Eşit Haklar İçin İzleme Derneği’nin “Toplantı ve Gösteri Hakkı İzleme Raporu”, Türkiye’de 15 ayda 264 barışçı gösteriye müdahale edildiğini ortaya koyuyor.
“Müdahale” dediysem, “Durun arkadaşlar, yapmayın” şeklinde bir müdahale değil bu.
Biber gazı ve tazyikli su eşliğinde, polis copuyla müdahaleden söz ediyoruz. Kalkanla itme, yere düşeni tekmeleme de var tabii.
Müdahale edilen gösterilerin 160’ı basın açıklaması, oturma eylemi, gösteri yürüyüşü. 28’i kutlama, 16’sı anma, sekizi stant açma, bildiri dağıtma, çadır kurma, beşi karşıt gösteriler ve beşi de diğer gösterilerdi.
32 etkinlik müdahaleye rağmen gerçekleştirildi, 183’ü ise yapılamadı.
Bu araştırmanın referandum nedeniyle düzenlenen ve seçmeni “hayır” demeye yönlendiren toplantı ve gösterileri kapsamadığını da belirteyim.
“Hayır” toplantılarına müdahale ve engelleme de şimdiden 100’ü geçmiş bulunuyor.

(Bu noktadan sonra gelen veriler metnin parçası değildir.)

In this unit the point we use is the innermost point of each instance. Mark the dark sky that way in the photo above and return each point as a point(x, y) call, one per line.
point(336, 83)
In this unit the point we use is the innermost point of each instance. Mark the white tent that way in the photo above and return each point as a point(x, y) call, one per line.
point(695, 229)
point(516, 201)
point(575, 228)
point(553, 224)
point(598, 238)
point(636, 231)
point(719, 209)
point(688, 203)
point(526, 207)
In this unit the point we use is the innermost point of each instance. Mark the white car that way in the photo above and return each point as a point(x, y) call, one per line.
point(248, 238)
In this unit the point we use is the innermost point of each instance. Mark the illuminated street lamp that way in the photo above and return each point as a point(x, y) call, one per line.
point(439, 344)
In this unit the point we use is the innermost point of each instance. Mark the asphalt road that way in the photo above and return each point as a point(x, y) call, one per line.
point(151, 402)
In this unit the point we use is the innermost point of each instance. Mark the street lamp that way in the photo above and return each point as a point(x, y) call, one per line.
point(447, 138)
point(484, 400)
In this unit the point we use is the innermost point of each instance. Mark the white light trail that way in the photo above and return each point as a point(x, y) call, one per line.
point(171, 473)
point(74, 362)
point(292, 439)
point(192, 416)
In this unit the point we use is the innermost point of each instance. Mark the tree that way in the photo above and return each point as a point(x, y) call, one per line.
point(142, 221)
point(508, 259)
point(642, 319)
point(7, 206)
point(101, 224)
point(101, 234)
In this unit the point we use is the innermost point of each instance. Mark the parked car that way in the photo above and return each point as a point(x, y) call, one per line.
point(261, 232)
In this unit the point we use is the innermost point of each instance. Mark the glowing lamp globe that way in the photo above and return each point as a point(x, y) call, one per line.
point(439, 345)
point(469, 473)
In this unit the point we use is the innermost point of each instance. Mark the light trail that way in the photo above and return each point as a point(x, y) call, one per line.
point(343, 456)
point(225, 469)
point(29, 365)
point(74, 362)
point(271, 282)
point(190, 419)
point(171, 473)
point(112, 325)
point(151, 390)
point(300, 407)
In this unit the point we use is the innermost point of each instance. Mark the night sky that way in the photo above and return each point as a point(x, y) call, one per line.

İstiyorlar ki referandum kampanyaları “tek kale maç” olsun, top da hep onlarda kalsın.
Propaganda konuşmalarına bazı Avrupa ülkeleri, Avrupa değerlerini hiçe sayarak engel olunca buna faşizm adını veriyorsak, bizim memleketteki engellemelere ne isim vermeliyiz?